O OTOPARK İÇİN SOKAKTAKİ ALGI
Trabzon sahil içi yolunda Beşirli Mahallesinde, yıldızlı bir otelin hemen karşısında dolgu bölgesindeki yeşil alanın bir kısmı, otopark olarak düzenleniyor. 
Yeşil alana girildi. 
İlk önceleri tepki gelince, epey bekletildi. Ardından başkan OFG, alana otopark yapılacağını açıkladı. Başkanın deyimi ile “Eyvallah” yapın da..
 Niye? Neden? Niçin? Çok mu acil? 
Hangi rakamsal gerekçelerle bu iş dayandırılıyor? Sahil alanında zaten cepler var. Yeterli mi olmuyor? Başkan, Maraş Caddesinin trafiğe kapatılmaması ile ilgili olarak öyle araç trafiğinde öyle inandırıcı rakamlar veriyor ki, tamam doğru bir karar diyorsunuz. 
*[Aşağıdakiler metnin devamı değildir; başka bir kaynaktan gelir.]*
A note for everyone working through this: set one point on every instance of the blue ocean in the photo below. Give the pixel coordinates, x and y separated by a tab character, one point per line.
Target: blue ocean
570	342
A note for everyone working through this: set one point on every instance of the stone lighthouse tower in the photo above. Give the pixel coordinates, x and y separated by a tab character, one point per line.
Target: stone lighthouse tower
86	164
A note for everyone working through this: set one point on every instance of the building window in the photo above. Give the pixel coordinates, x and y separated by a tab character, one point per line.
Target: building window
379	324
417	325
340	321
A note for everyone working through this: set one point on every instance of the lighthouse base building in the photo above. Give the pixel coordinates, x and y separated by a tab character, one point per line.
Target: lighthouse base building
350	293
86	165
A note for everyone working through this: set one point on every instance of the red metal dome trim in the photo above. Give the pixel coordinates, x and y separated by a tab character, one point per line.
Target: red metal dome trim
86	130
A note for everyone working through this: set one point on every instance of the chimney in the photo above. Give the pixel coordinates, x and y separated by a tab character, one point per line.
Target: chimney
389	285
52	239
Peki, anılan bölgede otoparkın gerekli olduğunun rakamsal verileri var mı? Bakın sokaktaki söylenti şu. Belediye otoparkı yapacak, bir müddet işletecek sonra da kiralayarak devredecek. Otoparkın tam karşısında düşen yıldızlı otele. Biz buna inanmak istemiyoruz. Başkanın illa rakamsal bir gerekçesi vardır. Bilgilenirsek seviniriz. Buradan da kamuoyunu bilgilendiririz.